Trocar o c de cedilha por um c sem cedilha, trocar o a com h pelo a sem h, ou sinais de pontuação fora do sítio foram alguns dos erros mais cometidos pelos 2490 professores que em dezembro realizaram a componente comum da Prova de Avaliação de Conhecimentos e Capacidades (PACC) e cujos resultados foram divulgados esta semana. A ortografia deixou nódoas em muitas das provas, mas foi nas perguntas de raciocínio lógico que os professores mais encalharam. No total, chumbaram 854 candidatos (34,3%), que ficam assim impedidos de lecionar no próximo ano.

A prova, que era composta por 32 questões de escolha múltipla e por uma pergunta de resposta aberta, que implicava a redação de um pequeno texto de opinião, destinava-se a todos aqueles que têm qualificação académica para a docência e que, por não serem dos quadros e não terem mais de cinco anos de serviço, pretendam concorrer no concurso geral de professores. Entre 2490 candidatos, 1636 passaram e 854 chumbaram.
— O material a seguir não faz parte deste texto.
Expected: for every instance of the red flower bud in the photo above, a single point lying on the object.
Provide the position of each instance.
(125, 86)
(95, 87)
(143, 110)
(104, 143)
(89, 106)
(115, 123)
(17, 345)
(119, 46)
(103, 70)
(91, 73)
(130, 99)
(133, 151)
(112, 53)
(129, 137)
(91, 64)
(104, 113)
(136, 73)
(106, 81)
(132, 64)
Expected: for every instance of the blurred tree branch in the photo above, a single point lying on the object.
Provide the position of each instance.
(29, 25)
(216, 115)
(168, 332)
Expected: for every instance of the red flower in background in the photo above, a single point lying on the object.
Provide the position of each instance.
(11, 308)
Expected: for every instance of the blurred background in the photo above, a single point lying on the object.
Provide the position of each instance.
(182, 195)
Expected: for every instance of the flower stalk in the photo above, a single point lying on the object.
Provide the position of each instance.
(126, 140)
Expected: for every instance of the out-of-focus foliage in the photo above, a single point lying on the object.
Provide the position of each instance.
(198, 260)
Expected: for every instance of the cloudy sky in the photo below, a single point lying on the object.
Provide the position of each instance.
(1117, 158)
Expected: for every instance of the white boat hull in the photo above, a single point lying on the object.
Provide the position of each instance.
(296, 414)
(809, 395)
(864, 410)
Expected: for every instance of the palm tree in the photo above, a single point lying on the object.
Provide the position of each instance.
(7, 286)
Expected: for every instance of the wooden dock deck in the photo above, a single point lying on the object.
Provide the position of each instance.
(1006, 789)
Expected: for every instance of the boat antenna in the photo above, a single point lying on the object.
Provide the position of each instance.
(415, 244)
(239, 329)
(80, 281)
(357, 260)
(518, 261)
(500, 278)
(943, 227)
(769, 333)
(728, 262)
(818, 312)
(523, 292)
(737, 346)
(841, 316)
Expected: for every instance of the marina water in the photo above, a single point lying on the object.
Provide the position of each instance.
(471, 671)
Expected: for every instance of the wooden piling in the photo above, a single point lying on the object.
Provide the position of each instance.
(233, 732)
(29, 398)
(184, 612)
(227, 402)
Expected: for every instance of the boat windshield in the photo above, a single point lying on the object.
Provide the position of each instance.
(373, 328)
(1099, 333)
Eis as três perguntas onde houve maior número de respostas erradas:

“O selecionador nacional convocou 17 jogadores para o próximo jogo de futebol. Destes 17 jogadores, 6 ficarão no banco como suplentes. Supondo que o selecionador pode escolher os seis suplentes sem qualquer critério que restrinja a sua escolha, poderemos afirmar:

a) que o número de grupos diferentes de jogadores suplentes é inferior ao número de grupos diferentes de jogadores efetivos;

b) superior ao número de grupos diferentes de jogadores efetivos;

c) igual ao número de grupos diferentes de jogadores efetivos;

d) não se relaciona com o número de grupos diferentes de jogadores efetivos.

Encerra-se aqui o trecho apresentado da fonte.